Several of his poetry collections cover his middle class upbringing in Stamford, such as Chianti in Connecticut (Bordighera Press, 2010) and Grandpa’sWine (Poets Wear Prada, 2008; a bilingual version forthcoming, translated into Italian by Professor Paul D’Agostino of Brooklyn College). Rooks (Rain Mountain Press, 2007) concerns his military college years at Weider University in Chester, Pennsylvania.

Now living in Long Island City in proximity to the streets of his time as a heroin addict in the 1960s, Gil grew into a social activist in response to the discrimination he witnessed by the police when dealing with drug users of different backgrounds and, by his forties, found poetry and fiction the most affecting forms of communicating awareness of the injustices he saw.

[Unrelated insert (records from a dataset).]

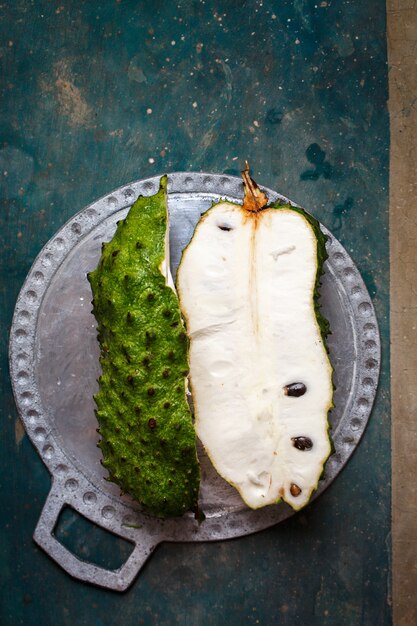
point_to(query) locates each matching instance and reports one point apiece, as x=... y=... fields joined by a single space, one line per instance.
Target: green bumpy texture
x=147 y=435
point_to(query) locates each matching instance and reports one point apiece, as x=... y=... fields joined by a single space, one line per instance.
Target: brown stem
x=254 y=200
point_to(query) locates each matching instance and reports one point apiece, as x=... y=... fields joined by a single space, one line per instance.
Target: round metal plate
x=54 y=367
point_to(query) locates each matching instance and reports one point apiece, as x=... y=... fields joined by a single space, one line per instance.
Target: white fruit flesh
x=246 y=284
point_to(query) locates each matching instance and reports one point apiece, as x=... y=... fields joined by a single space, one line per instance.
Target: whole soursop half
x=260 y=375
x=147 y=440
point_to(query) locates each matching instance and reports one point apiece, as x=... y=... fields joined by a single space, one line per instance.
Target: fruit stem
x=254 y=199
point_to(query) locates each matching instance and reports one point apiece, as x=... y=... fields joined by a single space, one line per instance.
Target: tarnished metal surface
x=54 y=366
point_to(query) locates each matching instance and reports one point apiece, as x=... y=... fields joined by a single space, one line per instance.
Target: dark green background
x=299 y=88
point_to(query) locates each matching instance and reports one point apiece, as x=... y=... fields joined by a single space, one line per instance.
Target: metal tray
x=54 y=367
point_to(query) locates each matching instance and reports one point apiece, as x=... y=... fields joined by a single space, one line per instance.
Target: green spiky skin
x=147 y=434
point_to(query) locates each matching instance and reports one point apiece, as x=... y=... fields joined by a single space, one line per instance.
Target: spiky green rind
x=147 y=435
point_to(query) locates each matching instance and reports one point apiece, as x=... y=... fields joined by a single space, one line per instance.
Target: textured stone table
x=100 y=93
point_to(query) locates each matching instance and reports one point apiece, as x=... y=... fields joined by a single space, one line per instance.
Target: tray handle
x=118 y=580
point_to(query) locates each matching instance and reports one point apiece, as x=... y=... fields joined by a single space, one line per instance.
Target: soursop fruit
x=147 y=435
x=261 y=379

As he says in a 2015 New York Times interview with David Gonzalez, “You don’t change people with political rhetoric.”

Following on such titles as the state hospital-situated Serfs of Psychiatry (Finishing Line Press, 2012). Gil’s latest book from his time at a South Bronx heroin treatment center, Logos (Guernica Editions, 2015), emphasizes the need for wider understanding of the complexity of an issue too often dismissed judgmentally by extending his internal struggles (including the confusing mix of hope and potent illusions of empowerment) to those of all of us in times of crisis.

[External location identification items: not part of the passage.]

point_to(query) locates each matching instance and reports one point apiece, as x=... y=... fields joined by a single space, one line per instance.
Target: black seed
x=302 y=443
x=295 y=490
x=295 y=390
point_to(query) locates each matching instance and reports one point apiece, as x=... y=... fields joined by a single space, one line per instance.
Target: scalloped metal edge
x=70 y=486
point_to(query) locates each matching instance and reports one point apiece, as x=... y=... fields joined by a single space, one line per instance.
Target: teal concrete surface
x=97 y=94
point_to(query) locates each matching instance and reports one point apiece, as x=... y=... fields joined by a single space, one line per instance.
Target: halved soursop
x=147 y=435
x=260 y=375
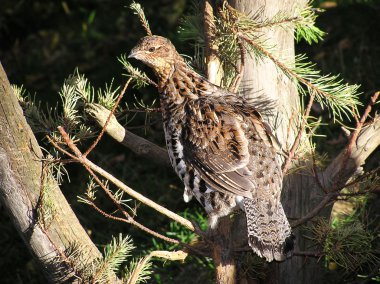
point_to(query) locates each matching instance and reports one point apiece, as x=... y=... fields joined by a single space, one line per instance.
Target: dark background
x=42 y=42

En route, and instrumental to Gil’s recovery were his rekindled ties to his heritage upon learning that the Fagianis hailed from a line of dialect-specific poets in Lanciano: “These towns in Italy were their own universes,” he told Gonzales. “When I asked someone for directions to the street named after my uncle, he started reciting one of his poems.” This has culminated in his current co-curation of the Italian American Writers’ Association, based in Manhattan.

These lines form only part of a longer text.